Kawahara’s house is structurally sound, but the whole thing settled off kilter. The back corner is nearly two feet lower than the front. All over town, water and sewer connections broke. People had to use porta-potties for months afterwards.

Urayasu, Japan homeowner Toru Kawahara describes damage caused by the March 2011 earthquake.
Urayasu, Japan homeowner Toru Kawahara describes damage caused by the March 2011 earthquake. (Photo by Tom Banse)

“We knew that if an earthquake came, this area would be weak since it’s a landfill,” Kawahara says. “I used to work in the structural engineering industry, so I had some knowledge. If an earthquake were to come, this land probably wouldn’t make it. But we didn’t think with this earthquake was big enough.”

Kawahara’s home is more than 200 miles away from the earthquake epicenter. It was the long duration of shaking, not its severity, that started the cascade of damage.

The major population centers of the Pacific Northwest lie a similar distance from the likely origin of our Big One. That’s why a reconnaissance tour of liquefaction damage in Japan made a big impression on earthquake engineer Scott Ashford of Corvallis. Ashford is now interim dean of Oregon State University’s College of Engineering.

“For these large magnitude-9 earthquakes, we can see liquefaction over hundreds of square miles,” he says. “And for us, that would mean as far as the I-5 corridor.”

Ashford fears we could end up in far worse shape than Japan since the Japanese prepare better for earthquakes than anyone else. He says it’s not a gap that can be fixed overnight.

Ashford figures it will cost billions of dollars to strengthen all of the Northwest’s vulnerable bridges, schools, fuel depots, fire stations, etc.

Defenses against liquefaction include compacting or “densifying” the soil before construction or installing stone columns or pilings beneath a foundation.

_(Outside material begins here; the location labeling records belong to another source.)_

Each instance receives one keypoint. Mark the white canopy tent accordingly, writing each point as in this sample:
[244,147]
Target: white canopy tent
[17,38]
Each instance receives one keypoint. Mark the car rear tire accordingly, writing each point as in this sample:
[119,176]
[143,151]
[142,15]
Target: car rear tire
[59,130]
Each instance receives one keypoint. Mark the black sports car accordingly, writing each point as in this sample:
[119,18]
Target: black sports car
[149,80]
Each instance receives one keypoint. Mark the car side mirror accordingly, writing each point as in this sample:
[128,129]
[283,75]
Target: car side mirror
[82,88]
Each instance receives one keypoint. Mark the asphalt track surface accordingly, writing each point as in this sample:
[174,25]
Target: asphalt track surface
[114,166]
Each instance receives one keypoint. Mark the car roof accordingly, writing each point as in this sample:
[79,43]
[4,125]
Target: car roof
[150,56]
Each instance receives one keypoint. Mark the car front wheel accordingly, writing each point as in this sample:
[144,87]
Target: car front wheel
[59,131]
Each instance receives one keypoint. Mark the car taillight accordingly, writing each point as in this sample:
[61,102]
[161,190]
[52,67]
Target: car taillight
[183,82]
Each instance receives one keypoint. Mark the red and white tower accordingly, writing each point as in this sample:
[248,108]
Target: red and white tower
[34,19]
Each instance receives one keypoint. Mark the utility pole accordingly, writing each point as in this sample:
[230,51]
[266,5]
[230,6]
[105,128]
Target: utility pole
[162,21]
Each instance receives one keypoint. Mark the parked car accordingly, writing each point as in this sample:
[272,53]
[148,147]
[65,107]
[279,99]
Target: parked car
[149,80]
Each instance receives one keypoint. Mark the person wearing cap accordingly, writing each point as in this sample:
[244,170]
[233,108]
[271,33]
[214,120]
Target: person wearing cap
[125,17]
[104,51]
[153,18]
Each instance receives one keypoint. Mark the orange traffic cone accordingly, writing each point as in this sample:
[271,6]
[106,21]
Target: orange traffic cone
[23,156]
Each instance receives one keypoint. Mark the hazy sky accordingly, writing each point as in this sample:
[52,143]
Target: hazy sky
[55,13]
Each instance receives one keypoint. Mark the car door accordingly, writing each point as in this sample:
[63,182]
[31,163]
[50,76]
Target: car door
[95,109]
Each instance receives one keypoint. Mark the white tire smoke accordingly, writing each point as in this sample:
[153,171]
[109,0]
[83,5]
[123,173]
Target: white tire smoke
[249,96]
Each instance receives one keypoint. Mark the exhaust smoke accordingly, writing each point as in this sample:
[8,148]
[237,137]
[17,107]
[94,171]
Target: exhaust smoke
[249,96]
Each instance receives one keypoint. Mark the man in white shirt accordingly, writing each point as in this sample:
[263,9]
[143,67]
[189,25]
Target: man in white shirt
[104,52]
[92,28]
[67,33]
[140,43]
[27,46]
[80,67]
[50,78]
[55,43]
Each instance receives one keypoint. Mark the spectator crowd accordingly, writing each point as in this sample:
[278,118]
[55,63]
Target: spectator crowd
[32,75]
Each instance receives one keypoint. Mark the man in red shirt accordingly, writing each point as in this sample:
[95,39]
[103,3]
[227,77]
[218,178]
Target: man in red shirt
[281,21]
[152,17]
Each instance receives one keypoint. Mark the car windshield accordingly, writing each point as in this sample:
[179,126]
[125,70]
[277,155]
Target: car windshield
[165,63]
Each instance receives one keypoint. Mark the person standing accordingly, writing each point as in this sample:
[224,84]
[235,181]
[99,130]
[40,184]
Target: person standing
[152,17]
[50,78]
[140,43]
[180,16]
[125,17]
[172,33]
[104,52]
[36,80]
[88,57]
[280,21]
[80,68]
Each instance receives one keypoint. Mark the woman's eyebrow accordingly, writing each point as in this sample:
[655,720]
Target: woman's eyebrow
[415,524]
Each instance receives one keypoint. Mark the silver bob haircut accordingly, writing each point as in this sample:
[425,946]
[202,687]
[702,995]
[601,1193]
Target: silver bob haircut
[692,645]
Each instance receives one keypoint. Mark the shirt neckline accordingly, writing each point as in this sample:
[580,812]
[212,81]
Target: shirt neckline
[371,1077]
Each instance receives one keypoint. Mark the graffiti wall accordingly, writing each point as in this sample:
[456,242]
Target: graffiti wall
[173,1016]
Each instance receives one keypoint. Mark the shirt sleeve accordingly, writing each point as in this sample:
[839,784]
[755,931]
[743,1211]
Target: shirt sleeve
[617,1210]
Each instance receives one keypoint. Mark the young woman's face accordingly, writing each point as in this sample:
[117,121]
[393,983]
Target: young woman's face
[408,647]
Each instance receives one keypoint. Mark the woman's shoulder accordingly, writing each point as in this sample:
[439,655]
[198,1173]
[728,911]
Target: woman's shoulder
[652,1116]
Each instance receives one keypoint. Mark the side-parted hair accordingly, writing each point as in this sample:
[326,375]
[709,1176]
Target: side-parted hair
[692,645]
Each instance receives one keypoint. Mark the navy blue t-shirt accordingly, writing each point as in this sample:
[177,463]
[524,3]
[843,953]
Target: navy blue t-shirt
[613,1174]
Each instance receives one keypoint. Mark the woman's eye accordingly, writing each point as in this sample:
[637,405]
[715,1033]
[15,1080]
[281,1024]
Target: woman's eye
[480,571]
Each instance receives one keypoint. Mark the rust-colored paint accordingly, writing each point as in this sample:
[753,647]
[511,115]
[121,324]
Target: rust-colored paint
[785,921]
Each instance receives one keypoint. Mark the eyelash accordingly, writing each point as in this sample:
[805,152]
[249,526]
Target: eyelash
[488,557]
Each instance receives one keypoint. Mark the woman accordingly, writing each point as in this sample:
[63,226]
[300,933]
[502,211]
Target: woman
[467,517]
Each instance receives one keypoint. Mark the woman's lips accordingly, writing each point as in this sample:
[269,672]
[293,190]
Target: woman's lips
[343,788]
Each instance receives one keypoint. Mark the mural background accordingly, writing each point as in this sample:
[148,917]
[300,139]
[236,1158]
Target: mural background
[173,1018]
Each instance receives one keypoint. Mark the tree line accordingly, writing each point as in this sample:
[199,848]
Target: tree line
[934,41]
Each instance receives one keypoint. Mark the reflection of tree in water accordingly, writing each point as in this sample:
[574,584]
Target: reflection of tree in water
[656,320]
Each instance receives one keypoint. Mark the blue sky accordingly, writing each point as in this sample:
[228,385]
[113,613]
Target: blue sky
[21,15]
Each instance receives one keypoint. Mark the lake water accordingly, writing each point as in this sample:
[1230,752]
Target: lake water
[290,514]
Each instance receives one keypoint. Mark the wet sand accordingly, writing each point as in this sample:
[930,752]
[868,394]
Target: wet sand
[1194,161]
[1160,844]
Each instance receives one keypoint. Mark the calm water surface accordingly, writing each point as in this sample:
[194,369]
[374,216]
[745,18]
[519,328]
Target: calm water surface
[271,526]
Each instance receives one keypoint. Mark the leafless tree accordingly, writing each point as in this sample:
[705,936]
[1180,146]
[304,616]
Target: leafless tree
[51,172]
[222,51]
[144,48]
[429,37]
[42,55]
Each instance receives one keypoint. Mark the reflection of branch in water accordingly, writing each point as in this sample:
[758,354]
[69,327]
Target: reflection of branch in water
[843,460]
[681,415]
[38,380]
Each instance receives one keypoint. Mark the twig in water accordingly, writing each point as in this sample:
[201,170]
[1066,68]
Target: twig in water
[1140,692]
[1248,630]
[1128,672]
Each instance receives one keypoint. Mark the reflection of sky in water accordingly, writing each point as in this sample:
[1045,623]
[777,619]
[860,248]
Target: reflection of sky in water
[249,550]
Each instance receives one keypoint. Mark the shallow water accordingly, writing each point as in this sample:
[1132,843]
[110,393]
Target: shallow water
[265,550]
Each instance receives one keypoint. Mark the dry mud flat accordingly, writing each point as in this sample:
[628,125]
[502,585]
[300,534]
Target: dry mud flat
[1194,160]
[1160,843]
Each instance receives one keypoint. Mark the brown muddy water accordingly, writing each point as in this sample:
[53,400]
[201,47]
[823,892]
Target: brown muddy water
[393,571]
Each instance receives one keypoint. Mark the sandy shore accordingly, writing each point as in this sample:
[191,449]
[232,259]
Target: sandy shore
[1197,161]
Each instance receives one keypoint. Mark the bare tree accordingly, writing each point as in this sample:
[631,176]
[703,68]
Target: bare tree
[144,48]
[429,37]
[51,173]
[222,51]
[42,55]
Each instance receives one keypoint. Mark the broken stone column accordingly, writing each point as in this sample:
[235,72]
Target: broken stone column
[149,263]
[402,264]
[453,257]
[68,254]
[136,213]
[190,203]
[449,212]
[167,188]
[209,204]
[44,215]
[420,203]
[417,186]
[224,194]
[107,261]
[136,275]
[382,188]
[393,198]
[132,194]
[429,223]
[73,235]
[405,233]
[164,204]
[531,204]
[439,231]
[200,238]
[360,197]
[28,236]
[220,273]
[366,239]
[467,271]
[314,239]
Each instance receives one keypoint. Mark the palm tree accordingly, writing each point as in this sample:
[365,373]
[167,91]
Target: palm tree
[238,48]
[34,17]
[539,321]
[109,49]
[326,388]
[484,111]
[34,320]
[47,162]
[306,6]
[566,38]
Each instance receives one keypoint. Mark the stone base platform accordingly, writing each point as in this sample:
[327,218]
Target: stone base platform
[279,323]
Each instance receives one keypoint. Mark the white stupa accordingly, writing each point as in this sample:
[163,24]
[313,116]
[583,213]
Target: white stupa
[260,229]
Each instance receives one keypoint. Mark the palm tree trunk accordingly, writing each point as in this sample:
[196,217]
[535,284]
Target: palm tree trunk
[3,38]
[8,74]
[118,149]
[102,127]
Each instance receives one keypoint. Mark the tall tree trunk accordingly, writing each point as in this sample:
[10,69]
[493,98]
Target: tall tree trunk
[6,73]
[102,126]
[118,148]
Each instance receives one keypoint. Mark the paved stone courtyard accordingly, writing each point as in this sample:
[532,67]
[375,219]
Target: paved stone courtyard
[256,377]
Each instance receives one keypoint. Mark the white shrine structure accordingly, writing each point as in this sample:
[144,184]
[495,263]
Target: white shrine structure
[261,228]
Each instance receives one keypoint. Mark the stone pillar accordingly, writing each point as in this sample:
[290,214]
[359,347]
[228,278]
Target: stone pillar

“We can’t just stick our head in the sand… and let it liquefy,” Ashford says. “What we’ve got to do is understand where we are, accept that risk and then slowly start mitigating — and understand that it will take a few decades to get where we need to be.”

Soil liquefaction and lateral spreading in Tumwater, WA after the 2001 Nisqually Quake.
Soil liquefaction and lateral spreading in Tumwater, WA after the 2001 Nisqually Quake. (Courtesy of UW College of Engineering)

Step one is figuring out where the greatest vulnerabilities lie.

Oregon, Idaho and Washington have all received federal grants to map liquefaction susceptibility.  The Idaho Geological Survey has posted such maps for the Boise area, Idaho Falls to Rexburg, and Teton County. Washington State has completed a statewide hazards map that is searchable online.

In Oregon, the Department of Geology’s chief scientist Ian Madin has finished a similar digital statewide map and says it will go online soon.

“People will be able to go to this web map. They’ll be able to type in their address.  The map will fly them to their backyard. They’ll be able to see their house,” Madin says. “Then they can turn on shaking hazard layer or they can turn on the liquefaction potential.”

In Oregon, the valley areas most prone to liquefaction also happen to have the highest concentrations of people and industry. But Madin also says, “Your house is not going to collapse and kill you because of earthquake shaking in most instances simply because of the way that homes in the Pacific Northwest are constructed.”

“So what people really need to think more about is their community. Where is their water supply coming from? Where’s the fire station? Where are the critical facilities?”

What Madin is talking about is “community resilience,” the ability to bounce back quickly from natural disaster. Right now, committees of experts in both Oregon and Washington are drafting detailed recommendations for highways, utilities, fuel supply and commerce.

The planning process hasn’t gotten much attention yet, but the final price tag for better preparedness likely will.